Moscow said on Thursday anti-Assad militants had seized two settlements and forced the Syrian army to abandon some positions.
Erdogan warned Jan. 14 that Turkey could be compelled to intervene to stop the Syrian government’s breaches of the cease-fire. His army deployed reinforcements in armored convoys to its outposts in Idlib on Wednesday, the Syrian Observatory for Human Rights said. Those outposts, set up to monitor what is supposed to be a de-escalation zone in Idlib, are increasingly under threat as Syrian government forces make large gains in their latest push for Idlib.
Turkey has said it cannot handle a new influx of refugees while it already looks after some 3.6 million Syrians who have made the country the world’s largest host of refugees. Turkish aid groups are building housing for tens of thousands a few miles inside Syria.
An estimated 3 million civilians in Idlib are boxed in between the airstrikes and a closed Turkish border. Refugee camps are sinking in mud, and families huddle in unheated tents that are not weatherproof. Women and children make up the majority of the displaced in the camps, which proper lack schools. Life in Idlib is a “daily nightmare,” as the humanitarian situation deteriorates, the United Nations said.
The UN was only able to renew authorization to deliver cross-border humanitarian aid earlier this month in an 11th-hour deal after Russia, joined by China, vetoed an earlier draft. They eventually agreed only to allow supplies to enter for six months, rather than 12 months.
Humanitarian actors complain that the world has largely turned its back on the latest victims of Syria’s protracted conflict amid public fatigue with the quagmire. An EU spokesman on Thursday could only offer another statement calling for an end to attacks against civilians in Idlib.
The West’s disengagement with Syria has effectively left Ankara as the last defender of the Syrian opposition. But its position at the bargaining table is “asymmetric,” said Aykan Erdemir, a senior fellow at the Foundation for Defense of Democracies in Washington. “Russia leverages pressure [on Turkey] in Idlib, knowing that refugees can be weaponized when there is growing anti-refugee sentiment in Turkey,” he told Al-Monitor.
“On the flip side, Libya and Idlib are Turkey’s bargaining chips in its relations with Russia … Idlib and Libya can be used as leverage for each other, as well as for the broader conflict in Syria, including Syrian Kurds and an eventual settlement with the Assad regime.”
Turkey controls about 3,000 square miles of Syrian territory after launching three military campaigns since 2016. The latest was in October to fight a US-allied Syrian Kurdish militia and forced the United States to hastily evacuate from the country’s northeast. After that, Erdogan sealed a deal with Putin to create a buffer zone free of Kurdish militants along that stretch of its border.

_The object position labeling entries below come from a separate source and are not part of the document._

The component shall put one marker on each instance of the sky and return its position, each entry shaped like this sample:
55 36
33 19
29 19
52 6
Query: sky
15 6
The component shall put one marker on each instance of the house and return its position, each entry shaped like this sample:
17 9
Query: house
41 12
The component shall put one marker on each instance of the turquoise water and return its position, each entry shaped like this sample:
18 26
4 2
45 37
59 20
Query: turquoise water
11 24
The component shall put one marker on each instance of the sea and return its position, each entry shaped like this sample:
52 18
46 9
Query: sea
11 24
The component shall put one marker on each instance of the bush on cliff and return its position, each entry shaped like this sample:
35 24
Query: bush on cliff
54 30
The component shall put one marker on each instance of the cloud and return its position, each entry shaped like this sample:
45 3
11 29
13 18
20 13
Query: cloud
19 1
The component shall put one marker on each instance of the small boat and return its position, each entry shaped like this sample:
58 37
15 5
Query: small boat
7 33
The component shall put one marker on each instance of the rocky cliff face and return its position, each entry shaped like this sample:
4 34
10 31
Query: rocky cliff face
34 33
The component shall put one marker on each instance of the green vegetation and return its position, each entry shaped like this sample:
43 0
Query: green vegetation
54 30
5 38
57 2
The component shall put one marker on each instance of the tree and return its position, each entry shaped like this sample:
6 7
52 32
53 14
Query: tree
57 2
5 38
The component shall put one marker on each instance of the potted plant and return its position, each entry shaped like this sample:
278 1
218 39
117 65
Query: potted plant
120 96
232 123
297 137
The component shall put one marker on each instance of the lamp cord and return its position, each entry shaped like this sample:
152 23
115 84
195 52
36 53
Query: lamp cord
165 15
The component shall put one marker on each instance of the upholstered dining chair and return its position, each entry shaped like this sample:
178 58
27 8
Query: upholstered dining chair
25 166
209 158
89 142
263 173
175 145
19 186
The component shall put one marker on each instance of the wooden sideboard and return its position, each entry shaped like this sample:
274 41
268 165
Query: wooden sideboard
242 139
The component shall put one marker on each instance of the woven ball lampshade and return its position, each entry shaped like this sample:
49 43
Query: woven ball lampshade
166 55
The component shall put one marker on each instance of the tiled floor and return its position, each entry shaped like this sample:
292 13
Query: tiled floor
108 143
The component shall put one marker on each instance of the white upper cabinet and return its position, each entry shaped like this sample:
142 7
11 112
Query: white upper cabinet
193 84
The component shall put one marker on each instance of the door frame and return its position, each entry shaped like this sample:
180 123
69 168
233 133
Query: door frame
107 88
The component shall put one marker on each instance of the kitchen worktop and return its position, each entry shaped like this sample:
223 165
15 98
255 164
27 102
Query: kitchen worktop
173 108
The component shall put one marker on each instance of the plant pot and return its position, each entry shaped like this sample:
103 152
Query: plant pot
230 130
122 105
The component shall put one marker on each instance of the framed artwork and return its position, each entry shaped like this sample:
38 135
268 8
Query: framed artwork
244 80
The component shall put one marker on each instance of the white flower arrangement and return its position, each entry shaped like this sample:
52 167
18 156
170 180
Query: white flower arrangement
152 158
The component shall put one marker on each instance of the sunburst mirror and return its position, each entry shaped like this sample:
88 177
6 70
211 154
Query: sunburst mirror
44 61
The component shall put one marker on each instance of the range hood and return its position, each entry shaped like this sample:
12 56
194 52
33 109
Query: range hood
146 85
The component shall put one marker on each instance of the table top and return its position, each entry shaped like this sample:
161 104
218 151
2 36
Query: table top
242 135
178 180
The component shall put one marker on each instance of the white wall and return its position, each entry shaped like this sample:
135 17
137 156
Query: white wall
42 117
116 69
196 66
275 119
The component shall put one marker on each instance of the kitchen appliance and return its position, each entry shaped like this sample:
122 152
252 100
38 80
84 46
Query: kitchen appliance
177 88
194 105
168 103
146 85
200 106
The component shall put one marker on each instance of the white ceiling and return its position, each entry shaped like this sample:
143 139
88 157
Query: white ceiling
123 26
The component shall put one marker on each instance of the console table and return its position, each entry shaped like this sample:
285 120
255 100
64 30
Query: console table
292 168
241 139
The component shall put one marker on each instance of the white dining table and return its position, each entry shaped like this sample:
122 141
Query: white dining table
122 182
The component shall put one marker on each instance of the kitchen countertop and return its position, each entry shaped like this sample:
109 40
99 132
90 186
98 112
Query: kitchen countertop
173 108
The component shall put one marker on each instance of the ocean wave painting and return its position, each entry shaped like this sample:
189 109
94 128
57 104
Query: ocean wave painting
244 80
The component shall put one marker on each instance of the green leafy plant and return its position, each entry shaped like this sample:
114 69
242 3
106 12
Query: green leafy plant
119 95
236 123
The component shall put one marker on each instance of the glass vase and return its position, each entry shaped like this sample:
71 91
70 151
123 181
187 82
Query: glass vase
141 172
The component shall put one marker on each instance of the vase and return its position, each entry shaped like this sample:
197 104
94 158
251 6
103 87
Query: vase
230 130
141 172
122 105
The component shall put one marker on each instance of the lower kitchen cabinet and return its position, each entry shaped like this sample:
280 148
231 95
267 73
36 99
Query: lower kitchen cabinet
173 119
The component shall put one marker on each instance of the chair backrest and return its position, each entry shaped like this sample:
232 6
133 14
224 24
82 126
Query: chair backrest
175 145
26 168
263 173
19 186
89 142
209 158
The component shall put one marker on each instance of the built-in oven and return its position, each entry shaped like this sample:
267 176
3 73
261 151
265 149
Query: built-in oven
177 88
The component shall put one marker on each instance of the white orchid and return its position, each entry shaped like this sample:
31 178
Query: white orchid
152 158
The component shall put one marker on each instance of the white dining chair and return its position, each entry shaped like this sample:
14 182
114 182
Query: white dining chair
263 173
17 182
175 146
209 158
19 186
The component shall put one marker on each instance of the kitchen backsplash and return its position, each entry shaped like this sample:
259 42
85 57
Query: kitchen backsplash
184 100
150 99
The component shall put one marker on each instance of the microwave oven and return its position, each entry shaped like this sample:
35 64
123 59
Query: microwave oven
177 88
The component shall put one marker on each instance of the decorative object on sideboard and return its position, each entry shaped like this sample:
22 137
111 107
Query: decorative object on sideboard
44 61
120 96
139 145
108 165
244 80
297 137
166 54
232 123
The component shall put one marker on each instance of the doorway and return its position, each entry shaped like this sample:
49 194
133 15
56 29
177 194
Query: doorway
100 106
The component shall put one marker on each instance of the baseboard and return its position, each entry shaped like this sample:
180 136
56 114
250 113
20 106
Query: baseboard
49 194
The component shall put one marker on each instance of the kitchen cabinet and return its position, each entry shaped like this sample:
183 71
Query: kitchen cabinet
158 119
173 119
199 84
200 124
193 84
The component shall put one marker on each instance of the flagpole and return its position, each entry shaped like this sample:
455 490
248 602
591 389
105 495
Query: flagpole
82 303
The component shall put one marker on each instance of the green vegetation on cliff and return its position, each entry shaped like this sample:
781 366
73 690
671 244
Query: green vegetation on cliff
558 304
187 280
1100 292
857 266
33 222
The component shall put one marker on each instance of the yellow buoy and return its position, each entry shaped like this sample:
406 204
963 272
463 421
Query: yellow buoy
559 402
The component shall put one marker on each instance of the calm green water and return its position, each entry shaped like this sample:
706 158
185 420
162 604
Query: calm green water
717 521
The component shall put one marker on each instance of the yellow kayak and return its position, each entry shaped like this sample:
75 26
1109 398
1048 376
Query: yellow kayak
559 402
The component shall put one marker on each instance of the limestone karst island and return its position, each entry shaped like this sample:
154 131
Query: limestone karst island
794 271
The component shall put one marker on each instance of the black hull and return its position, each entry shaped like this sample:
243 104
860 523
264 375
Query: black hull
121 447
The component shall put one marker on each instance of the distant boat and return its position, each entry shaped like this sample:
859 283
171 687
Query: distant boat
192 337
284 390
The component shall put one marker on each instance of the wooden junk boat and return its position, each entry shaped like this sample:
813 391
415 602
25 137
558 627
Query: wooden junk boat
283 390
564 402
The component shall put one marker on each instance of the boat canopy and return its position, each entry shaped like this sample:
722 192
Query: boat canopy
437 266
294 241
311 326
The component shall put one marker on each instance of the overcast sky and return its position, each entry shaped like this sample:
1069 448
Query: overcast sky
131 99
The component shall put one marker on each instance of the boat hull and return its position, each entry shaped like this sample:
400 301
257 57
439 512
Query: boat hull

On the sidelines of Libya talks in Moscow this month, Russia engineered talks between the heads of the Syrian and Turkish intelligence agencies, the first high-level meeting between the two governments since 2011. The surprise meeting not only illustrates how the seemingly discrete geopolitical issues of Libya and Syria are linked for Turkey, but also reveals how Putin may be the ultimate arbiter of both.